Advanced Deep Learning

Deep Learning is a core paradigm for modern agents in basically all fields of application for AI.  The SAG research here investigates advanced neural learning paradigms, with a focus on optimizing efficiency, scalability, and interpretability of the resulting DL-based AI agents. We explore a variety of models—from kernel-based approaches to large-scale transformer architectures—and develop methods for their effective training, adaptation, and deployment on real world tasks. Our work addresses both theoretical and applied challenges, aiming to balance model complexity with real-world constraints. We are particularly interested in sustainable AI, prompting strategies, and techniques that enable intelligent behavior with limited resources or supervision. These efforts contribute to building resilient and efficient AI systems ready for broad deployment.


Kernel Machines

The SAG group has a long-standing tradition in applying kernel methods to structured and linguistic data. Through the KeLP framework, we have designed efficient and flexible kernel-based models that can process syntactic trees, semantic roles, and relational data representations. These approaches allow us to capture fine-grained similarities between complex structures, providing robust alternatives to deep learning when interpretability and structure sensitivity are key. Our work blends the precision of kernel methods with modern learning paradigms, enabling hybrid models that combine symbolic and statistical reasoning. This line of research remains fundamental in tackling tasks where data structure and grammar play a central role.


Computational Methods for Model Optimization

The SAG researches develop and evaluate scalable optimization strategies for training and adapting neural architectures. Our work addresses challenges such as memory efficiency, convergence speed, and training stability across a wide range of NLP and multimodal tasks. We integrate techniques like parameter-efficient fine-tuning (e.g., LoRA), knowledge distillation, and multitask training to improve adaptability without compromising performance. These methods are especially relevant when deploying large models on limited hardware or in dynamic application contexts. Optimization research is at the core of our efforts to make advanced AI systems more practical and sustainable.


Transformer-based Models

Our research makes extensive use of Transformer-based models to address a broad spectrum of NLP tasks, including semantic parsing, relation classification, stance detection, and question answering. We investigate how pre-trained transformer encoders and decoders can be fine-tuned or instructed to handle linguistic complexity, domain specificity, and multilingual variation. In addition to standard fine-tuning, we explore instruction-based prompting and continual learning paradigms to make these models more versatile. We also study their limitations and opportunities in tasks requiring world knowledge, logic, or grounding. Our work contributes to the practical and theoretical understanding of transformers in real-world applications.


Large Language Models

Our research makes extensive use of Transformer-based models to address a broad spectrum of NLP tasks, including semantic parsing, relation classification, stance detection, and question answering. We investigate how pre-trained transformer encoders and decoders can be fine-tuned or instructed to handle linguistic complexity, domain specificity, and multilingual variation. In addition to standard fine-tuning, we explore instruction-based prompting and continual learning paradigms to make these models more versatile.

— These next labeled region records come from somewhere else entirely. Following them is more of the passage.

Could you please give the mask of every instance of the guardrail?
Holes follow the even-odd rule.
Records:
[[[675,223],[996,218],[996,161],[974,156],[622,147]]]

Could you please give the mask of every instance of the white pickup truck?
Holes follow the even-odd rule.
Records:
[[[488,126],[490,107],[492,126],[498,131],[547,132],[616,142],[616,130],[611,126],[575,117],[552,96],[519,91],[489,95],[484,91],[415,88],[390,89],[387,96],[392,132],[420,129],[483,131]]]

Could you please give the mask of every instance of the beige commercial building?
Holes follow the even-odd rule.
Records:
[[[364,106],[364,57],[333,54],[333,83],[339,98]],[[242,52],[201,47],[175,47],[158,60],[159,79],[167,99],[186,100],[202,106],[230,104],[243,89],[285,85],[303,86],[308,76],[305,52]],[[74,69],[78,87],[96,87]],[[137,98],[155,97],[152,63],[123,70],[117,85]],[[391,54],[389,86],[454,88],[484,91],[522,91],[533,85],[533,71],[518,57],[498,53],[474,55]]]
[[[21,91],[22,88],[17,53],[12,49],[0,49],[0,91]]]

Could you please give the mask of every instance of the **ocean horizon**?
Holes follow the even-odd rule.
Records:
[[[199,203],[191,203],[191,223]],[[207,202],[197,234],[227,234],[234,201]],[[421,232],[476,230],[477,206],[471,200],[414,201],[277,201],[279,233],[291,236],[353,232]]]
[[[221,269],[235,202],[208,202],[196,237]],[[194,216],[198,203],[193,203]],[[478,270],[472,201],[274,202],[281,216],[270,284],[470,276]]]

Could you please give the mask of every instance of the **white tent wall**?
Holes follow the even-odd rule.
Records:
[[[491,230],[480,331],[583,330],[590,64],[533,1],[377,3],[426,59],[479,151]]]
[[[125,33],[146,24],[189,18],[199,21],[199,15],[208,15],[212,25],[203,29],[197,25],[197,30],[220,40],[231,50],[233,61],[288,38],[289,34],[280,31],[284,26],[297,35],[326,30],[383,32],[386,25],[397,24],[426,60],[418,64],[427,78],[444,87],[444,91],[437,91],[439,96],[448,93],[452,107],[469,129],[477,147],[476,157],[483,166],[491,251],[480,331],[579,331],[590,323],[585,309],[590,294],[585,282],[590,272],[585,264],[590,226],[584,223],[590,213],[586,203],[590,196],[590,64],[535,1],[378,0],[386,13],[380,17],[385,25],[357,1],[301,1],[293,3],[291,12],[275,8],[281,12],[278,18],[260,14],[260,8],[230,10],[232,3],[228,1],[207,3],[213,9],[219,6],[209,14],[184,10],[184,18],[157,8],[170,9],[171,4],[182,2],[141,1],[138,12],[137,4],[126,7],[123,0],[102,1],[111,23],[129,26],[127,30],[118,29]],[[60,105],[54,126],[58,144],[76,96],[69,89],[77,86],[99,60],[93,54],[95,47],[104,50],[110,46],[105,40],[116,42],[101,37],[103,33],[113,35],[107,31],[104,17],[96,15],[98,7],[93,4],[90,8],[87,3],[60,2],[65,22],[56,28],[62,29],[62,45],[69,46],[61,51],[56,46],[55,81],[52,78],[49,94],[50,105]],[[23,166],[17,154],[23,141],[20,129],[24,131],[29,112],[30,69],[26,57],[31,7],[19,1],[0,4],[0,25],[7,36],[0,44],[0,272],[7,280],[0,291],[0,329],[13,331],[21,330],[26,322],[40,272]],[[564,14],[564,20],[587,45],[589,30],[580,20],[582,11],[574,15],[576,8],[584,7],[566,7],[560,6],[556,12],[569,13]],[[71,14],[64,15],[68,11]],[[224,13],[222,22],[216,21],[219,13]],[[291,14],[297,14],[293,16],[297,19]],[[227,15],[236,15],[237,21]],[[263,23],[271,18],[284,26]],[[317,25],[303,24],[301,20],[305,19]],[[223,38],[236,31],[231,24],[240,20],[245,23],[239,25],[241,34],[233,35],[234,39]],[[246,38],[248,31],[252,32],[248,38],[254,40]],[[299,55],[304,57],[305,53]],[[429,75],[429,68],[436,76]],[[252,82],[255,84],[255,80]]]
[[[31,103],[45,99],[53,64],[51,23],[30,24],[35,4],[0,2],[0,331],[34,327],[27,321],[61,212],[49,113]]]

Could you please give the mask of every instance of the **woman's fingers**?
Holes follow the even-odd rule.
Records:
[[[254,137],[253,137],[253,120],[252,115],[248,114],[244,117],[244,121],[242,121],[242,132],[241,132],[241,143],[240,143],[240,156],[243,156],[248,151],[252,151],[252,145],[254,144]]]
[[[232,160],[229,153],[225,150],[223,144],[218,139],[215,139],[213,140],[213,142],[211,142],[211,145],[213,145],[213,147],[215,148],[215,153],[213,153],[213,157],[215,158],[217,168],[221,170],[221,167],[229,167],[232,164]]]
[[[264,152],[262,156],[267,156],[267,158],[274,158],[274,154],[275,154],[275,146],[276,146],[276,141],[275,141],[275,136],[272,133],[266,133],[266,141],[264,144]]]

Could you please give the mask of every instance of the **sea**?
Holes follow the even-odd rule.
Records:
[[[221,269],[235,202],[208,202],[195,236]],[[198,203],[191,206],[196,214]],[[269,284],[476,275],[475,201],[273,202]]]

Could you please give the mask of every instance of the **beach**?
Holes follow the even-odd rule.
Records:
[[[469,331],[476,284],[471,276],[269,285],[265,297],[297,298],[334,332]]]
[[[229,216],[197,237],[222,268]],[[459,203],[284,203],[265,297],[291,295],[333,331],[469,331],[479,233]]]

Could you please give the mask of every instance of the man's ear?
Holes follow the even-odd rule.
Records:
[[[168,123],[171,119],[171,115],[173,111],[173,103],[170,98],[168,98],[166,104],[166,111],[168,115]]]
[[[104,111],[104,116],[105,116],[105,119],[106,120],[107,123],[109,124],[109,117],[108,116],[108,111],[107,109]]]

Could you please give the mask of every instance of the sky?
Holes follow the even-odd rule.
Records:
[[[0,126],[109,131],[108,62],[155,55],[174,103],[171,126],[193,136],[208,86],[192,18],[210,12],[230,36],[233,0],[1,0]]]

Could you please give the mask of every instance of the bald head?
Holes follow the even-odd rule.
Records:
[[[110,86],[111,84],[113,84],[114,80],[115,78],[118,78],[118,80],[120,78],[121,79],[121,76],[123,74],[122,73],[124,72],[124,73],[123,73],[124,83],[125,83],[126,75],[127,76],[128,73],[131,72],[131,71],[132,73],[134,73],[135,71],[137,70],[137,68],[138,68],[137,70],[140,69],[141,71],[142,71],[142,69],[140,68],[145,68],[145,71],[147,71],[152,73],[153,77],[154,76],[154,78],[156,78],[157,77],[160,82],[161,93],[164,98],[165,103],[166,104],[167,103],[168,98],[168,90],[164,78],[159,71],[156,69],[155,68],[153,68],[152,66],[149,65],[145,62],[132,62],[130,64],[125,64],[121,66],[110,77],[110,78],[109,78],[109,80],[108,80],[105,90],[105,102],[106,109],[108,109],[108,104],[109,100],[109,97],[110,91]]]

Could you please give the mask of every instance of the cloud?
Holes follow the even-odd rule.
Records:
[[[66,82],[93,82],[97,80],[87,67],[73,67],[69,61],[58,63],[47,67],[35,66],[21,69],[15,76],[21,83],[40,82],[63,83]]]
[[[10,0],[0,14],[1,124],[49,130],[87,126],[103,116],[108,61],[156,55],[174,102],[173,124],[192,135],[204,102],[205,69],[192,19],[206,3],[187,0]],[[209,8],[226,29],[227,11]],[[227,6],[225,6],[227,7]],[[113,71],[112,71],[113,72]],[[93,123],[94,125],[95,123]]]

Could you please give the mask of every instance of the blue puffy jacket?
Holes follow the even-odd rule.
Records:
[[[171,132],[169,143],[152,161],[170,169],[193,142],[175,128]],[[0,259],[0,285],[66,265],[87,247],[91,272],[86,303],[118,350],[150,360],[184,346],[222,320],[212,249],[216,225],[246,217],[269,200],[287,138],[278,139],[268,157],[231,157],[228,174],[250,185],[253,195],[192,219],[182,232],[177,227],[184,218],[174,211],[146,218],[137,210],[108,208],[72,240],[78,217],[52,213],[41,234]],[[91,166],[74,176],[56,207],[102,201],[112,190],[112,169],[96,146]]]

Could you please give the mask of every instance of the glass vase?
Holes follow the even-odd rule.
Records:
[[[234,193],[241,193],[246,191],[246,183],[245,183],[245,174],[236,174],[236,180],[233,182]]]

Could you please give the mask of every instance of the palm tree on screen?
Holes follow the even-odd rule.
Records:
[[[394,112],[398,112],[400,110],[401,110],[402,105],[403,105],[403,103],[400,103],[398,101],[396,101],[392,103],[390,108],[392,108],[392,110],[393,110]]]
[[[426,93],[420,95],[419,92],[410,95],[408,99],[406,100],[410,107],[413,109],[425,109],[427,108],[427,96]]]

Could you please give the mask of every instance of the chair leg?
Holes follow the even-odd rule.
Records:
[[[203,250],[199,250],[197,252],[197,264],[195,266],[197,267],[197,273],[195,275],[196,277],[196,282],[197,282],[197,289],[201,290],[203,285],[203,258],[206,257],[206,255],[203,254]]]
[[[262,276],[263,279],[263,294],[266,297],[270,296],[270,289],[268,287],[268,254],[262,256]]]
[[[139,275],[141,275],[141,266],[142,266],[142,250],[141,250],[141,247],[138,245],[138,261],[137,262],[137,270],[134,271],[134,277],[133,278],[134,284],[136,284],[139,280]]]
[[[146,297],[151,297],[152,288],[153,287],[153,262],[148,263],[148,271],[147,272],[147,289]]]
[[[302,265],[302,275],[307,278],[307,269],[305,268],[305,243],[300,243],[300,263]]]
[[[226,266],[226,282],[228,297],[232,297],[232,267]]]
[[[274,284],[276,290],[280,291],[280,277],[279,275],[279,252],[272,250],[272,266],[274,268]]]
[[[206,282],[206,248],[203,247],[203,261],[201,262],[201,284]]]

We also study their limitations and opportunities in tasks requiring world knowledge, logic, or grounding. Our work contributes to the practical and theoretical understanding of transformers in real-world applications.


Sustainable Deep Learning

Sustainability is a key concern in our deep learning research, not just in computational terms but also in social and ethical impact. We investigate how to reduce energy consumption and training costs through lightweight adaptation methods, efficient architectures, and data-efficient training protocols. We also study the ethical behavior of AI systems, including fairness, bias mitigation, and alignment with human values in sensitive tasks. Our goal is to develop AI that is not only powerful, but also responsible, transparent, and accessible. Sustainable deep learning is a cross-cutting theme that guides how we build and deploy intelligent systems.


Prompt Engineering

Prompt engineering is central to our work with modern LLMs. We design strategies for guiding model behavior through carefully crafted instructions and task formulations, enabling effective zero-shot and few-shot learning. Our research includes building prompt collections, evaluating prompt transferability across tasks, and studying relationships and dependencies between model responses and prompt structures. We are particularly focused on applying prompt engineering in multilingual and low-resource settings, where it serves as a bridge between pre-trained capabilities and specific user needs. These methods allow us to scale intelligent behavior with minimal supervision and maximal adaptability.